The Role · Platform Overview · Architecture Decisions
Acme Robotics

Senior Platform Engineer

Backend infrastructure for a warehouse automation platform coordinating 100+ robots across 5 facilities

Series A — Hybrid Nashville, TN

The Opportunity

Acme Robotics builds fleet coordination software for warehouse automation. Our platform manages task dispatch, obstacle detection, battery management, and real-time telemetry for autonomous mobile robots (AMRs) deployed at logistics facilities across the Southeast. Customers include 3PLs, regional grocery distributors, and a national auto parts chain.

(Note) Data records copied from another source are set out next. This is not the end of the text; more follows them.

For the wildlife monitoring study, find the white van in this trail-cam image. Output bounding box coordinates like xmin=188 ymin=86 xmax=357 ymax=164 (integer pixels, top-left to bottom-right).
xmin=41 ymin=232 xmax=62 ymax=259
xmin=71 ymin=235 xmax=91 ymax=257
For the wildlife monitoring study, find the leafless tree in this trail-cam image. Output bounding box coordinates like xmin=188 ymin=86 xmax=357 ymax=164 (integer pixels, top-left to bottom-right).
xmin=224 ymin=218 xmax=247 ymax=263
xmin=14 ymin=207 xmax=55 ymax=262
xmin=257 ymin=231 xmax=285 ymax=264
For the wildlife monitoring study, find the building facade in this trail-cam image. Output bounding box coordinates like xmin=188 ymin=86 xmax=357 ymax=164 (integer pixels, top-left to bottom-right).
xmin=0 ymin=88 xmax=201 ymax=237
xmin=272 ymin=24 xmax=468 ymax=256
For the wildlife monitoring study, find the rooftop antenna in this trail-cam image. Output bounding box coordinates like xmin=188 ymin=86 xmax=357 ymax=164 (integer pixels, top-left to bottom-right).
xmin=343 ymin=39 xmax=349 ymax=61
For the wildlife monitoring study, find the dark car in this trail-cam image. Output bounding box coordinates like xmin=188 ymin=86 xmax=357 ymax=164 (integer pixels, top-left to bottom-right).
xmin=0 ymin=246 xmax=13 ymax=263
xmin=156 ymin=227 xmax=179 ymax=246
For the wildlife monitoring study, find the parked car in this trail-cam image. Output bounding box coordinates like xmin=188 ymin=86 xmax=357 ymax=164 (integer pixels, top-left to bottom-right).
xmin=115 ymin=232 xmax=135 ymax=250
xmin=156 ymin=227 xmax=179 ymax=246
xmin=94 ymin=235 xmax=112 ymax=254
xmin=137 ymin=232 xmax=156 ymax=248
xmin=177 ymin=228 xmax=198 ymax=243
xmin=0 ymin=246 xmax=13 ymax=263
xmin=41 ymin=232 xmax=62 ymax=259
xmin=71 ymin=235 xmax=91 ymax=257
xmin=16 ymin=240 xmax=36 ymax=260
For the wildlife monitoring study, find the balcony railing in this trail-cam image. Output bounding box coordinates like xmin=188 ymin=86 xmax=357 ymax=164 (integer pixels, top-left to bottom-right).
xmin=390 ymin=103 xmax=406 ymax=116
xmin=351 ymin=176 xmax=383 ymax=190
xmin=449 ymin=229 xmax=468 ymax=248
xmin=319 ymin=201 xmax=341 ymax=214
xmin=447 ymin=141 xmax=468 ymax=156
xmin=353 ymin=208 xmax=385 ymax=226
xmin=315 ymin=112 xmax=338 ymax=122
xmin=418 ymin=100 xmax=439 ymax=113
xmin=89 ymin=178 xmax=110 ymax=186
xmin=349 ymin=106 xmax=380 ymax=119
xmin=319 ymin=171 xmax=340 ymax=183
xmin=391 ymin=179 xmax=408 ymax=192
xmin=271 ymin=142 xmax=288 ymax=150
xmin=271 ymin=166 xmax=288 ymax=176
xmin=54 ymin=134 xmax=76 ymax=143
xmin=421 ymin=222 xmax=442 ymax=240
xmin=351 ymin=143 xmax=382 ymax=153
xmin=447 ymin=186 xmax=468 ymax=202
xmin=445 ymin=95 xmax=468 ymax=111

The platform processes 40,000+ robot events per hour across a microservices architecture built on Python, ROS2, and Kafka. We're in the middle of a REST-to-event-driven migration that will carry us through the next 3x scale jump. We need a Senior Platform Engineer to own the hardest backend problems: event streaming reliability, multi-warehouse coordination, and the data pipelines that feed our operational dashboards.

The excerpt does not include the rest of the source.